Mindestens genauso relevant wie die Produktion eines Videos, ist dessen Verbreitung. Denn die geplante Wirkung kann nur entstehen, wenn Sie dieses auf möglichst vielen Plattformen ausspielen und so an allen wichtigen Touchpoints Ihrer User vertreten sind.

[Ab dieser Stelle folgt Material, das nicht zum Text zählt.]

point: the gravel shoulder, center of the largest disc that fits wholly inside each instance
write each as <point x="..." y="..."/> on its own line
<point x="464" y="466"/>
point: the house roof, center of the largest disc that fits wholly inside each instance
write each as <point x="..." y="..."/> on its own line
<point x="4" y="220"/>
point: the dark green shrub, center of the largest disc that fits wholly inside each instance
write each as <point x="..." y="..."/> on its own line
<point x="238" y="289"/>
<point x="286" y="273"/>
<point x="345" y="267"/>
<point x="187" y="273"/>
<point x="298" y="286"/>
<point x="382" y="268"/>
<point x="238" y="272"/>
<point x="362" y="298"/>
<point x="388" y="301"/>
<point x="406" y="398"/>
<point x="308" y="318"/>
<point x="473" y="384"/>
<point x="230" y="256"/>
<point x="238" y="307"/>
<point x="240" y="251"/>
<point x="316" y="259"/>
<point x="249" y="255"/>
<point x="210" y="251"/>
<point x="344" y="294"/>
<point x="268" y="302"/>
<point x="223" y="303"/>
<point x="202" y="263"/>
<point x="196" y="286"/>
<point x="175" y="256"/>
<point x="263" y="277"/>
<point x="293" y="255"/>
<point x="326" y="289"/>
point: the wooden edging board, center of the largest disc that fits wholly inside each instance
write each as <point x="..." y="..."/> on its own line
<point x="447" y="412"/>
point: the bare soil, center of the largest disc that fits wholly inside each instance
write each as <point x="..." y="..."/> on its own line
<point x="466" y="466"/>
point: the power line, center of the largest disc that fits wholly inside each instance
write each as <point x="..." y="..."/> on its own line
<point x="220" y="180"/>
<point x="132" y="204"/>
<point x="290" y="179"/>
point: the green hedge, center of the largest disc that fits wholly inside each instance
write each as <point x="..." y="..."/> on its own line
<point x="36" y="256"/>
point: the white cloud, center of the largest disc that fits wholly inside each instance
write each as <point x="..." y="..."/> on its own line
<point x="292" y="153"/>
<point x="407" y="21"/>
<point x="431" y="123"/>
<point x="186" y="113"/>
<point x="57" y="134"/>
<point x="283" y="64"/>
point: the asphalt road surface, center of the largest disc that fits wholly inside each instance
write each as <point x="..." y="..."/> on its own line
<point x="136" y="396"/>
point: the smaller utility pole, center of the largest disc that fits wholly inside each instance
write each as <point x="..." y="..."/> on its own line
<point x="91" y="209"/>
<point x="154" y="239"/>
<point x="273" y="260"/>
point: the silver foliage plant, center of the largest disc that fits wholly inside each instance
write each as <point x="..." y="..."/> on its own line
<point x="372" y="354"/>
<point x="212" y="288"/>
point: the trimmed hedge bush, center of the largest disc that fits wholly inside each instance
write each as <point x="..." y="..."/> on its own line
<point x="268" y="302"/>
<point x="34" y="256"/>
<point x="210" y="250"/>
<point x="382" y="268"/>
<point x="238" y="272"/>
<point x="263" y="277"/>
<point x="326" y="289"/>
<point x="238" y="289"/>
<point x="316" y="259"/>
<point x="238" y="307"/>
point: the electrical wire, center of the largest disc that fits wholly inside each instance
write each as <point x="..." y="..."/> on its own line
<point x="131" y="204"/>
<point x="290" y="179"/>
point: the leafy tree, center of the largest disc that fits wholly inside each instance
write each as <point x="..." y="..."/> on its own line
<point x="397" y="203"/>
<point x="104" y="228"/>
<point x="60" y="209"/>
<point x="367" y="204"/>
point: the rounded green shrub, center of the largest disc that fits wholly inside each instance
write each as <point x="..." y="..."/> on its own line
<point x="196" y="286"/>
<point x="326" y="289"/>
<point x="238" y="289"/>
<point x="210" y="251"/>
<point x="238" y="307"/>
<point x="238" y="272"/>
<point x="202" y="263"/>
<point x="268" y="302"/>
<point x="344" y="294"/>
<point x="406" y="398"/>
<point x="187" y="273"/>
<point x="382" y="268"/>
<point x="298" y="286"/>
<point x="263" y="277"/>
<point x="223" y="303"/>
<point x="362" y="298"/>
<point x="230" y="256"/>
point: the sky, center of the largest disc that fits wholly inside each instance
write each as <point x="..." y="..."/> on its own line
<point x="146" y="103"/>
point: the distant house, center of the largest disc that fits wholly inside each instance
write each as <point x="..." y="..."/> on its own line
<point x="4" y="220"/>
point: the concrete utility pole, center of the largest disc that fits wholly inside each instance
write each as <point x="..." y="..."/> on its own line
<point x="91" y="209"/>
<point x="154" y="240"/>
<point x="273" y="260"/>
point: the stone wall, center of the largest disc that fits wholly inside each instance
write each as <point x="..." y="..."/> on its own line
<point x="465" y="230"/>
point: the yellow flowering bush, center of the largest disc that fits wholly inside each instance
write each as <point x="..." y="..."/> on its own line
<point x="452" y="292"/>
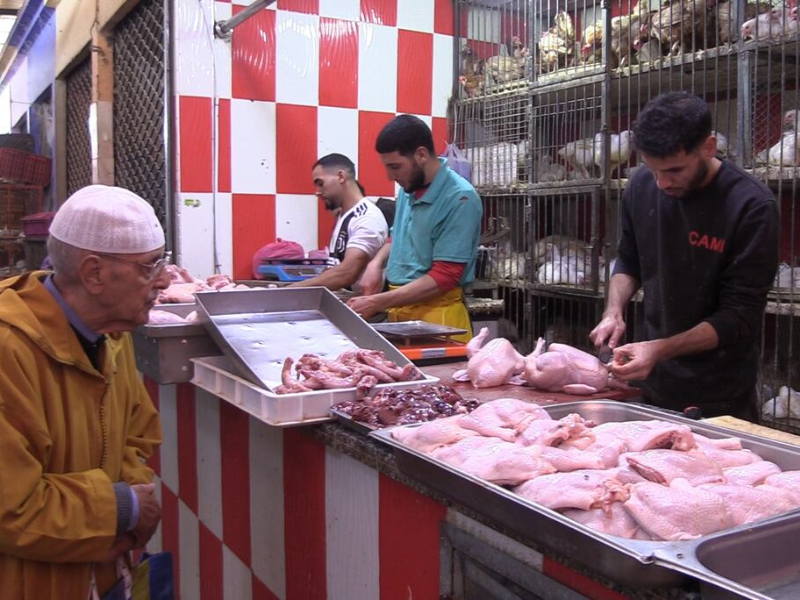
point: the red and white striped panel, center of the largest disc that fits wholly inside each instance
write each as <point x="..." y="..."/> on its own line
<point x="253" y="512"/>
<point x="295" y="81"/>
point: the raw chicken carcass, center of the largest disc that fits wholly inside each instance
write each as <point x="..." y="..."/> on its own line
<point x="639" y="436"/>
<point x="752" y="474"/>
<point x="613" y="521"/>
<point x="664" y="466"/>
<point x="585" y="489"/>
<point x="494" y="460"/>
<point x="503" y="418"/>
<point x="565" y="369"/>
<point x="746" y="504"/>
<point x="433" y="434"/>
<point x="572" y="428"/>
<point x="492" y="365"/>
<point x="679" y="511"/>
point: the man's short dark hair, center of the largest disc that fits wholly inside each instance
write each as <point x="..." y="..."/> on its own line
<point x="404" y="134"/>
<point x="670" y="123"/>
<point x="338" y="162"/>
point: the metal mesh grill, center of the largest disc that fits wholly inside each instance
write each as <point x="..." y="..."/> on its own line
<point x="79" y="151"/>
<point x="553" y="187"/>
<point x="139" y="80"/>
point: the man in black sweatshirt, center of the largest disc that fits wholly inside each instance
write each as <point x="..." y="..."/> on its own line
<point x="700" y="236"/>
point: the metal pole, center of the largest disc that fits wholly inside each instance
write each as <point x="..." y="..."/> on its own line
<point x="224" y="29"/>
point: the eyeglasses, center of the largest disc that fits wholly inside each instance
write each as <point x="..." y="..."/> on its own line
<point x="153" y="269"/>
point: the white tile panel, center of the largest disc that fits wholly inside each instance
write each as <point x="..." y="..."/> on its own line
<point x="296" y="219"/>
<point x="194" y="38"/>
<point x="189" y="544"/>
<point x="253" y="132"/>
<point x="336" y="132"/>
<point x="168" y="412"/>
<point x="237" y="581"/>
<point x="224" y="228"/>
<point x="209" y="461"/>
<point x="268" y="556"/>
<point x="416" y="15"/>
<point x="377" y="67"/>
<point x="340" y="9"/>
<point x="442" y="87"/>
<point x="297" y="58"/>
<point x="194" y="219"/>
<point x="351" y="537"/>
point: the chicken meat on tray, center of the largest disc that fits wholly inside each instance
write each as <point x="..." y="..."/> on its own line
<point x="403" y="406"/>
<point x="647" y="480"/>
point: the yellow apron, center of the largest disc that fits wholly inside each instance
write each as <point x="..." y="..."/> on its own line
<point x="448" y="309"/>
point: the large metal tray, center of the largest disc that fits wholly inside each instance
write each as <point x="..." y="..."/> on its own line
<point x="259" y="329"/>
<point x="164" y="352"/>
<point x="630" y="562"/>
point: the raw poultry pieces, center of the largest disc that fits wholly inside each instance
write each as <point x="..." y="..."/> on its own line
<point x="360" y="369"/>
<point x="403" y="406"/>
<point x="561" y="368"/>
<point x="183" y="286"/>
<point x="649" y="480"/>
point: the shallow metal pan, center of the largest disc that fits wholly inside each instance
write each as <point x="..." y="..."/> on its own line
<point x="630" y="562"/>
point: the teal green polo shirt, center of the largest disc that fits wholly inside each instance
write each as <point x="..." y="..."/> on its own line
<point x="444" y="224"/>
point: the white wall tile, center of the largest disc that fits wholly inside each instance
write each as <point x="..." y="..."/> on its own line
<point x="296" y="219"/>
<point x="168" y="412"/>
<point x="340" y="9"/>
<point x="416" y="15"/>
<point x="209" y="462"/>
<point x="337" y="132"/>
<point x="297" y="58"/>
<point x="189" y="544"/>
<point x="352" y="549"/>
<point x="268" y="555"/>
<point x="237" y="579"/>
<point x="253" y="149"/>
<point x="377" y="67"/>
<point x="442" y="87"/>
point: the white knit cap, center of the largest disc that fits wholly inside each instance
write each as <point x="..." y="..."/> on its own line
<point x="109" y="219"/>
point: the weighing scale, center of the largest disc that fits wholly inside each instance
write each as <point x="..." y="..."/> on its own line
<point x="422" y="341"/>
<point x="292" y="269"/>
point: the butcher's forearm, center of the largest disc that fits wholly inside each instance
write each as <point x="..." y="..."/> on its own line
<point x="415" y="292"/>
<point x="620" y="292"/>
<point x="701" y="338"/>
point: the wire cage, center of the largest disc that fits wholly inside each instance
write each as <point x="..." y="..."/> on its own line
<point x="495" y="136"/>
<point x="494" y="50"/>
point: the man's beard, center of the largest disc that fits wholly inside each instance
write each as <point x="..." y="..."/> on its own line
<point x="417" y="180"/>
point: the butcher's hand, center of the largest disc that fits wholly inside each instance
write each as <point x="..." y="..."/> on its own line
<point x="371" y="281"/>
<point x="634" y="361"/>
<point x="608" y="331"/>
<point x="149" y="513"/>
<point x="366" y="306"/>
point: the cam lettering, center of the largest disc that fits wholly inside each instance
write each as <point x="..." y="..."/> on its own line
<point x="706" y="241"/>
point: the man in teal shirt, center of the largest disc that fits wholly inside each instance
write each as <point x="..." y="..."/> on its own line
<point x="434" y="240"/>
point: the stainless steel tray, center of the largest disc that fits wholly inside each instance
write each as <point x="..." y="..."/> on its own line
<point x="164" y="352"/>
<point x="258" y="329"/>
<point x="630" y="562"/>
<point x="415" y="329"/>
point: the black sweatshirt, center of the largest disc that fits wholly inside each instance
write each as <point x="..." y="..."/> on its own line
<point x="709" y="256"/>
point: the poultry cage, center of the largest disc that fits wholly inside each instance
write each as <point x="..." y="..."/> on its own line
<point x="577" y="73"/>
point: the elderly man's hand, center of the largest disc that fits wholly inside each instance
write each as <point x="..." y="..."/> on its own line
<point x="149" y="513"/>
<point x="366" y="306"/>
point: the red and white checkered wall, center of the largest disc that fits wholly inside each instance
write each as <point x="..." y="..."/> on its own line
<point x="298" y="80"/>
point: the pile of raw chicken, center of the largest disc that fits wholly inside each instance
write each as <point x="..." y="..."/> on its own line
<point x="403" y="406"/>
<point x="647" y="480"/>
<point x="181" y="290"/>
<point x="360" y="369"/>
<point x="561" y="368"/>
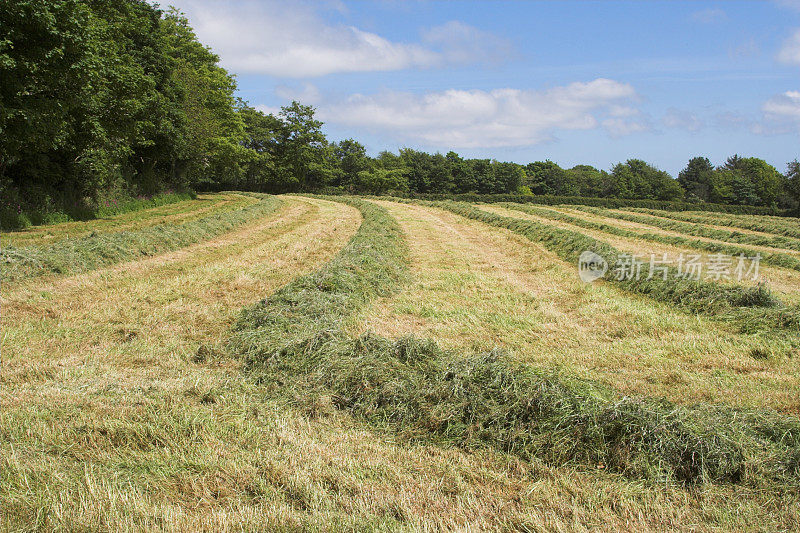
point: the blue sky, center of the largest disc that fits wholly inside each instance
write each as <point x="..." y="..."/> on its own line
<point x="575" y="82"/>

In die Distribution fließt ebenso mit ein, eine möglichst einfache und übersichtliche Landingpage zu gestalten. Diese ist notwendig, damit Ihr Call-To-Action-Button gezielt zu  Transaktionen führen kann. Daher sollten Sie hier kontextuell passende Inhalte gegen z.B. die Angabe der Emailadresse für den Newsletter anbieten. Somit erfüllt Ihr Video die erste Stufe Ihres Marketing-Funnels und Sie generieren Leads, die Sie dann weiterveredeln können

Eine weitere Möglichkeit, mehr Traffic für Ihren Clip zu erhalten und so die Wandlungsquoten zu erhöhen, bieten bezahlte Optionen. Ben führt hier Facebook Video Ads auf, deren Wirkung Sie durch die Integration eines Facebook-Pixels auf Ihrer Landing Page jederzeit messen können.

Punkt 3: Upselling

Nachdem Sie die ersten Zuschauer in Leads und danach in Käufer gewandelt haben, sollten Sie laut Ben sogenannte Upselling-Videos gestalten. Diese greifen thematisch passende Themen auf und erhöhen so die Chance, das ein bereits bestehender Kunde weitere Transaktionen tätigt. Es geht demnach um kontextuelle Relevanz der Inhalte. Wichtig hierbei ist, genauso wie bei der Erstellung des ersten Clips, dass auch diese die Bedürfnisse der Zielgruppe ansprechen müssen.

Punkt 4: Erfolgsmessung

Ob sich der Aufwand der Videoproduktion gelohnt hat, zeigt Ihnen Ihr Tracking. Da Ihr Sales-Trichter beispielsweise in Form eines “Veredelungslift” nicht nur primär zahlende Kunden liefert, sollten Sie mehrere KPIs im Blick haben. Laut Ben sind folgende Kennzahlen von Bedeutung:

  • Shares und Kommentare auf Social Media
  • Views des Videos in den sozialen Medien
  • Durchschnittliche Verweildauer auf Ihrem Clip
  • Landingpage Views
  • Wandlungsquoten in Käufer
  • Anzahl der wiederholten Käufe
  • Click-through-Rate (CTR) Landingpage
  • Abbruchsrate

Ben zeigt mit seiner 4-Schritt-für-Schritt-Anleitung, wie Sie konkret Bewergbild einsetzen sollten, um neben Traffic ebenso zahlende Kunden zu erhalten.